Aqui, o espectro de uma estrela gigante na galáxia Sextans A pertencente ao ramo gigante assintótico (AGB). Ele ilustra as quantidades de luz infravermelha próxima e média detectadas pelo Telescópio Espacial James Webb em diferentes comprimentos de onda. A curva ciano e a curva tracejada em vermelho representam os modelos ótimos de ajuste de espectro, correspondendo respectivamente a poeiras predominantemente desprovidas de silicatos e a poeiras contendo pelo menos 5% de silicatos. Os dados do telescópio Webb, representados por uma curva amarela e triângulos laranja, correspondem melhor à poeira quase desprovida de silicatos, especialmente na região espectral de 10 mícrons. © NASA, ESA, CSA, STScI, Joseph Olmsted (STScI)
Pequenos aglomerados de moléculas orgânicas
Em outro estudo que ainda aguarda revisão por pares, os pesquisadores relatam a descoberta no coração do Sextans A, novamente graças ao JWST, dehidrocarbonetos aromáticos policíclicos (PAH).
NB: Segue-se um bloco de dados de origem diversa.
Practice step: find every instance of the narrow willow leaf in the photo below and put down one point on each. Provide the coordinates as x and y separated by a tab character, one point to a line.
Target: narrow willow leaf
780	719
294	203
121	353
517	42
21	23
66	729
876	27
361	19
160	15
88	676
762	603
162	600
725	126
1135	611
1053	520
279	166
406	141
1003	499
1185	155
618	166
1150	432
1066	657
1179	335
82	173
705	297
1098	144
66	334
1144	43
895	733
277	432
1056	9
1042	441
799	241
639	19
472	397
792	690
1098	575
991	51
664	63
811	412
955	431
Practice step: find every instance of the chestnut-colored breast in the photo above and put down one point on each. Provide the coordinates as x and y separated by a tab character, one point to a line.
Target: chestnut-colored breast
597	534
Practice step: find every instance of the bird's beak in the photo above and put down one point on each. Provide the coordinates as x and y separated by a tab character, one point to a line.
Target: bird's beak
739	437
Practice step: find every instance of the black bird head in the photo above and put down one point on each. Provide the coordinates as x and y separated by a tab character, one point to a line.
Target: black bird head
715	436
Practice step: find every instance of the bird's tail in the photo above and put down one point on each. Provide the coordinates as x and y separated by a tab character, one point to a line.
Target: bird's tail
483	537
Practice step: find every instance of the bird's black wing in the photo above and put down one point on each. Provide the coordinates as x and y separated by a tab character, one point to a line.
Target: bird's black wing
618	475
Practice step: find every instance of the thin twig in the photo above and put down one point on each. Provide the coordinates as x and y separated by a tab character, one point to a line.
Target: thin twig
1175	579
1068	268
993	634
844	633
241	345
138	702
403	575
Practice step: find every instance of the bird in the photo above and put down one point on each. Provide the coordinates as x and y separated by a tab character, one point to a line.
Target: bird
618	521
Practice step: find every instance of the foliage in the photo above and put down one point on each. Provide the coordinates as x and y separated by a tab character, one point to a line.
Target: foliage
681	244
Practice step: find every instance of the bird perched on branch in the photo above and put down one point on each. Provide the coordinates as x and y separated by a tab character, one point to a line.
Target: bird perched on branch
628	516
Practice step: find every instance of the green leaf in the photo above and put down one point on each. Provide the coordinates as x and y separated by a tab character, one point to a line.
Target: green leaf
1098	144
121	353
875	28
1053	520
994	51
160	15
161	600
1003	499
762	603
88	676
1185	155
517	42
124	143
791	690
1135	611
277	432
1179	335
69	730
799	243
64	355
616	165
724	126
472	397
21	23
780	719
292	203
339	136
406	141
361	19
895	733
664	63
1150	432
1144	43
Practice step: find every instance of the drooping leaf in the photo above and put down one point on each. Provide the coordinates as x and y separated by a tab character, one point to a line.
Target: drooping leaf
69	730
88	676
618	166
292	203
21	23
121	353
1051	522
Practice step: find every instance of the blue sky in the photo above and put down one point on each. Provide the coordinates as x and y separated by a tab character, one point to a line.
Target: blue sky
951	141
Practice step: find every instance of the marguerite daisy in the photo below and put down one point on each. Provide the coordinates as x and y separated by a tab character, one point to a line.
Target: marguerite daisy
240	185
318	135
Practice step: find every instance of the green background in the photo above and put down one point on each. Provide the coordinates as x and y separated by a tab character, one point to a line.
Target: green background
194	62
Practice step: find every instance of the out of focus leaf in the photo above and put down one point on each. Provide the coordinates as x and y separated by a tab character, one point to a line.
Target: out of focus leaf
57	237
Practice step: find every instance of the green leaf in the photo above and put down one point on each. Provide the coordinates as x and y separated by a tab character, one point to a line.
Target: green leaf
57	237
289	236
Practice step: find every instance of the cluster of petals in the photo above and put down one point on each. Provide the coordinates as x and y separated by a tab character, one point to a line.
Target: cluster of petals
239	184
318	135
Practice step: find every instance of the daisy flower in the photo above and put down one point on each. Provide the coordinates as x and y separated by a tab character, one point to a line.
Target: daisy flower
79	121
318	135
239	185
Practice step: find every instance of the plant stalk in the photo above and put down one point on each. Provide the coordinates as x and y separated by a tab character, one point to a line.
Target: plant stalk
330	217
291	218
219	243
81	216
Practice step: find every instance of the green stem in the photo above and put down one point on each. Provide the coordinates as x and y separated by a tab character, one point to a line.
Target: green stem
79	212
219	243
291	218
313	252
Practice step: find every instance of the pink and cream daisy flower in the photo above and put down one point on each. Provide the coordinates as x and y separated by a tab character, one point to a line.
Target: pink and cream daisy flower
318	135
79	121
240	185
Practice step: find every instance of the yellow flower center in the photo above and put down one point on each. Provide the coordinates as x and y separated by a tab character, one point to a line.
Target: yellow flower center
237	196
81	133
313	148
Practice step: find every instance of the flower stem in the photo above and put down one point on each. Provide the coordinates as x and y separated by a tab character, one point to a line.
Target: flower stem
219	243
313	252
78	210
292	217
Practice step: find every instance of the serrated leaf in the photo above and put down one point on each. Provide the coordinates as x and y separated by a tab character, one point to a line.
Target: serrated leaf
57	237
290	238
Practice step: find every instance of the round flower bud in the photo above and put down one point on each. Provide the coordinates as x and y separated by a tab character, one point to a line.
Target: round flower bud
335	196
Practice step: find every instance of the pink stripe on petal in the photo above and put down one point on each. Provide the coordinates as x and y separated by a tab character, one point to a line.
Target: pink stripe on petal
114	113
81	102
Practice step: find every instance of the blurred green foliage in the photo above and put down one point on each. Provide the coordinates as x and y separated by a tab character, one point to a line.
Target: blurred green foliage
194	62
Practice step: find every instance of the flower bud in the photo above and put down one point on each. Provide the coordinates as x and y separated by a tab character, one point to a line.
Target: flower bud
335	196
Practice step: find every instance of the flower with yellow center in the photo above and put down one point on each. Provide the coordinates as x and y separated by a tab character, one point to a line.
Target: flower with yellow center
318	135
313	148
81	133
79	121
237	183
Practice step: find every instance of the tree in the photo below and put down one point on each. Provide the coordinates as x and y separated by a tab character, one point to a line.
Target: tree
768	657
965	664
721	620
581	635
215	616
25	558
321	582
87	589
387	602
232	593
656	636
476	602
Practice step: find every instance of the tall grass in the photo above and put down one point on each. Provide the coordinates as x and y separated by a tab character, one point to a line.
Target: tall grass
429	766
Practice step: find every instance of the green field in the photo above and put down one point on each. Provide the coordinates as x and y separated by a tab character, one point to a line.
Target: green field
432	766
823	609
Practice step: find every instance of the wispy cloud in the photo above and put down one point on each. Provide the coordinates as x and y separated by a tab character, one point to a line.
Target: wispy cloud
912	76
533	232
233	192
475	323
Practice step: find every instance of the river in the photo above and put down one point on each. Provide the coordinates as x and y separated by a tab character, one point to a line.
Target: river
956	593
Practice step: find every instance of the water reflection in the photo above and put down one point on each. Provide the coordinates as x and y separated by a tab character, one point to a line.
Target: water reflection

Em outras palavras, moléculas complexas baseadas em carbono. Os menores grãos de poeira que emitem luminescência infravermelho. Uma nova surpresa para uma galáxia de tão baixa metalicidade. Contudo, ao contrário doemissão PAHs difusos e generalizados que os astrónomos estão habituados a ver em galáxias ricas em metais, o telescópio James-Webb aqui mostra a presença de PAHs em pequenas bolsas densas com apenas alguns anos-luz de diâmetro. Provavelmente regiões onde a densidade de gás e o efeito de poeira são suficientemente elevados para permitir a formação e crescimento destes hidrocarbonetos aromáticos policíclicos. A equipe planeja estudá-los com mais detalhes usando espectroscopia de alta resolução.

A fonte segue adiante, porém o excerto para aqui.